Bug 107191

Summary: Macbook ACPI EC intermittent boot stalls
Product: ACPI Reporter: Chris Bainbridge (chris.bainbridge)
Component: Power-BatteryAssignee: acpi_power-battery
Status: CLOSED CODE_FIX    
Severity: normal CC: aaron.lu, lv.zheng
Priority: P1    
Hardware: x86-64   
OS: Linux   
Kernel Version: 4.3.0 Subsystem:
Regression: No Bisected commit-id:
Attachments: dmesg.bad.gz

Description Chris Bainbridge 2015-11-04 22:24:48 UTC
Created attachment 192131 [details]
dmesg.bad.gz

It appears that the fix from bug #94651 was not sufficient to completely prevent boot stalls caused by the ACPI EC.

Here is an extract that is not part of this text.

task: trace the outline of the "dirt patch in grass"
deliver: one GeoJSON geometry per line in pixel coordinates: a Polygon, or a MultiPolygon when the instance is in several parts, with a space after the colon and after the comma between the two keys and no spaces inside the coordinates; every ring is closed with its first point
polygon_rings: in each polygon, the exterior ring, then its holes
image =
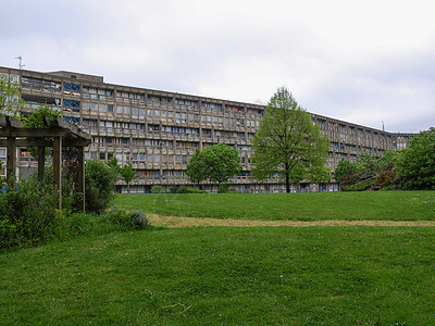
{"type": "Polygon", "coordinates": [[[435,221],[240,221],[198,217],[160,216],[149,214],[153,226],[195,227],[195,226],[435,226],[435,221]]]}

I have captured dmesg (with ec.c DEBUG) from an example stall. The dmesg log is annotated with the smb_hc_* calls from sbshc.c and with a stack trace at the end of the stall. If you highlight "smb_hc" you will see the start of each individual call in to the ec code.

The dmesg shows a smb_hc_write operation beginning at 0.377764 seconds which causes a stall until 232.4 seconds.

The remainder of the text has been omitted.